I wonder why sense of measure is so uncommon among filmmakers. Sometimes I cannot help feeling classic Hollywood, despite its being hopelessly commercial in the intentions, had more sense of measure in its less accomplished works than many specimens of authorial film-making at their best. Sense of measure means having the guts, when necessary, to leave the audience to figure out things on their own instead of giving away everything in a cheapening way.
Submarino by Thomas Vinterberg represents an explanatory example of what I mean when I say it happens that a filmmaker has promising material but no sense of measure at all. I have to confess, before I go on, that I have not read the book by Jonas T. Bengtsson on which the film is based. It doesn’t matter though, because it’s not uncommon, even when the source is not perfect, that the adaptation for the screen turns out to be pretty good, sometimes even eclipsing its original.
Two siblings have to take care of their baby brother while their mother drinks herself into unconsciousness.
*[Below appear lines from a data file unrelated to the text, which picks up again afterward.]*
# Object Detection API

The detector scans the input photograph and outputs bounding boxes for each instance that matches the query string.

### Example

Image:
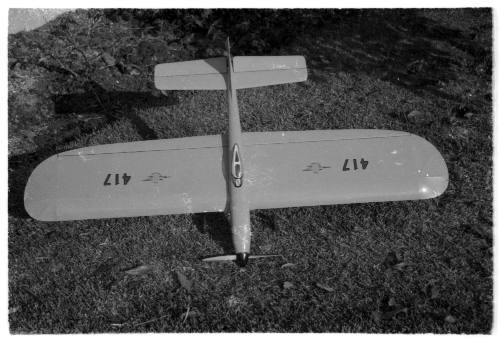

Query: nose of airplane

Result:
[236,253,250,267]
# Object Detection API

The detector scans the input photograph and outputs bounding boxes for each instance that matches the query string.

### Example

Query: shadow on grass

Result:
[193,213,234,254]
[8,83,177,218]
[52,82,178,140]
[151,8,492,106]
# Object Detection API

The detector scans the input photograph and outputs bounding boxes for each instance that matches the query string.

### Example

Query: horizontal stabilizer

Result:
[154,56,307,90]
[154,57,227,90]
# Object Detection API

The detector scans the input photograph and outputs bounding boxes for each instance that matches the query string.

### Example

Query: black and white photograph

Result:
[3,2,494,337]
Left to themselves, the children cannot manage to keep things under control and the baby dies. Years later the accident, Nick (Jakob Cedergren) and his brother (Peter Plaugborg) are adults with lives of their own. Nick has a drinking problem, like his mother before him, has no stable relations and lives in a shelter. His conscience is still tortured by what happened to his baby brother and his drinking is a way like any other to forget. His brother, now a widower, is a drug addict with a small child, Martin, to take care of. Both brothers seem to have not recovered from their childhood trauma; both ended resorting to alternative means of moral support, letting their lives go adrift.
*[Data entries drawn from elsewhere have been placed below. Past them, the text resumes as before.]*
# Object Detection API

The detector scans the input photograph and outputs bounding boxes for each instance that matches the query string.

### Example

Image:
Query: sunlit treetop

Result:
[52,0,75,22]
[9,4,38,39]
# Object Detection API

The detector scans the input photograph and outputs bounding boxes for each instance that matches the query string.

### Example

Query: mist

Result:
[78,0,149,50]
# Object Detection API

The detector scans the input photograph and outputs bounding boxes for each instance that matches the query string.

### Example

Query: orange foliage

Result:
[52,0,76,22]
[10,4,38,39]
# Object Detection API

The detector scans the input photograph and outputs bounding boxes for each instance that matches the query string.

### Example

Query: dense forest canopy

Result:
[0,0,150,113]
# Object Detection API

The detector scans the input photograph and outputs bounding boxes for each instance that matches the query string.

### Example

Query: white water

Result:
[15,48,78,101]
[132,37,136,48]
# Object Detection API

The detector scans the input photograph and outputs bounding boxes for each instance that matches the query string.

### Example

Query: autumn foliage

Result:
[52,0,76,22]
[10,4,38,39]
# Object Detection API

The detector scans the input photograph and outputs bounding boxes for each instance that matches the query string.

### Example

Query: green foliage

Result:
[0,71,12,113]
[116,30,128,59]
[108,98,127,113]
The film depicts quite bluntly an existential misery that leaves no space for hope of any kind. The weak, children especially, are the ones that are bound to suffer the most. This hopeless sense of injustice affecting most of all innocents, without possibility of true redemption, is inherent to our society. The bleak and stark representation of it is what probably above all appealed watchers that affirmed Submarino is a stunning piece of cinema. But looking closely, Submarino is not a truly stunning piece of cinema. Vinterberg, that owes part of his glory to the fact he was together with Von Trier founder of the Dogme 95 manifesto, chooses to follow standard guidelines both for his storytelling and for his aesthetics. The style is of a gritty polishedness that is very popular among a certain kind of films, but without being truly impressive. The washed-out cinematography and the use of soundtrack are also quite commonplace and definitely add a lot of the “already seen that” and “all films look the same” feel you don’t want to experience when you’re watching a film. The overlapping stories seen from different perspectives are not well justified by the material – a film that should focus more on the insight – and they appear to be more futile gimmicks to amaze the spectator rather than coherent means to offer a deeper analysis of the characters and their motives. Some elements are too much insisted on and banally given away, when it would have been more profitable to leave them subtly unsaid or only partly suggested. Multiple scenes, for example, eloquently show Nick’s brother’s drugs addiction in its more trivial aspects. Not even Trainspotting – which anyway seems a great influence to those scenes – insisted so much and in such a pointless manner on the drugs motif, and Trainspotting was anyway by far a more imaginative and originally conceived film. Vinterberg doesn’t know when and how to stop, what to show and what to leave off screen for the sake of the final effect. In the end, Submarino looks more like an accomplished although not flawless assignment than like a significant representation of life in film form.
What saves Submarino from forgettableness is the main actors’ performance. Both Cedegren and Plaugborg are solidly believable in their roles. Cedegren’s acting, minimal and yet poignant, is especially remarkable. Despite the repetitiveness of some scenes and the lack of ideas turning Submarino into cinematic mannerism, they manage to keep the viewer interested thanks to their acting.